Die drei Aufklärungsflugzeuge auf Basis des kanadischen Geschäftsreisefliegers sollen bei der Bundeswehr eine Lücke schließen, die seit 2010 besteht. Damals wurden die Aufklärer vom Typ Breguet 1150 M Atlantic außer Dienst gestellt, die damals schon mehr als 40 Jahre alt waren. Zunächst setzte Deutschland auf eine Drohne als Nachfolgelösung und beschaffte eine modifizierte Northrop-Grumman RQ-4 Euro Hawk. Doch das Projekt scheiterte. Und so sollen nun die drei Bombardier G6000 die Bundeswehr in die Lage versetzen, militärischen Funkverkehr und Radaremissionen aus großer Entfernung zu erfassen.

Die Flugzeuge brauchen im Gegensatz zu Drohnen aber Pilotinnen und Piloten, die sie steuern - und die müssen trainieren. Das ist auch der Grund, warum Ende Juli eine weitere Bombardier Global 6000 in Hamburg angekommen ist, die nach der Landung vor die Hallen von Lufthansa Technik rollte, wie zuerst das Portal EDDH Airport berichtete.

«Für das Projekt Pegasus als Schulungsluftfahrzeug»

Das Flugzeug kam aus Hannover, trug das Kennzeichen OE-LHC und gehörte bisher zur Flotte des österreichischen Business-Aviation-Unternehmens Skyside. Das VIP-Flugzeug hat eine Luxusausstattung mit edlen Sesseln und einem Sofa, das auch als Bett dienen kann.

Der Verwendungszweck des Jets wird bald aber nicht mehr der komfortable Transport von VIP-Gästen sein - sondern das Training von Crews.

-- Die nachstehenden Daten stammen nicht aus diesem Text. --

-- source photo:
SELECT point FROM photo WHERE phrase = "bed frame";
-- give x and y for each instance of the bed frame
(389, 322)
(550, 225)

Denn die Bundeswehr hat die Global 6000 gekauft. «Das Luftfahrzeug wurde für das Projekt Pegasus als Schulungsluftfahrzeug für Piloten beschafft», bestätigt ein Sprecher des Bundesamts für Ausrüstung, Informationstechnik und Nutzung der Bundeswehr auf Anfrage von aeroTELEGRAPH.

Lackierung des Trainingsflugzeuges wohl nicht in Hamburg

Auf weitere Details geht die Bundeswehr nicht ein. Laut den Informationen von EDDH Airport soll die Bombardier Global 6000 nach einigen Wochen bei Lufthansa Technik Hamburg wieder verlassen und andernorts neu lackiert werden. Das taktische Kennzeichen werde wohl 14+30 lauten.

Auf die Frage, ob die neu erworbene Global 6000 nach ihrer Mission als Pegasus-Trainingsflugzeug womöglich eine Global 5000 als VIP- und Regierungsflugzeug der Flugbereitschaft des Verteidigungsministeriums ablösen könnte, ging der Sprecher nicht ein.

Aufklärungsflugzeuge werden in Schleswig-Holstein stationiert

Neben Bombardier, Lufthansa Technik und Hensoldt sind rund 30 weitere Firmen an Entwicklung und Umbau der drei Bombardier Global 6000 beteiligt, die als Aufklärungsjets dienen werden. Deren Übergabe an die Bundeswehr ist ab 2027 geplant, einsatzfähig sollen sie ab 2028 sein. Stationiert wird die Flotte beim Taktischen Luftwaffengeschwader 51 «Immelmann» auf dem Fliegerhorst Schleswig-Jagel im Bundesland Schleswig-Holstein.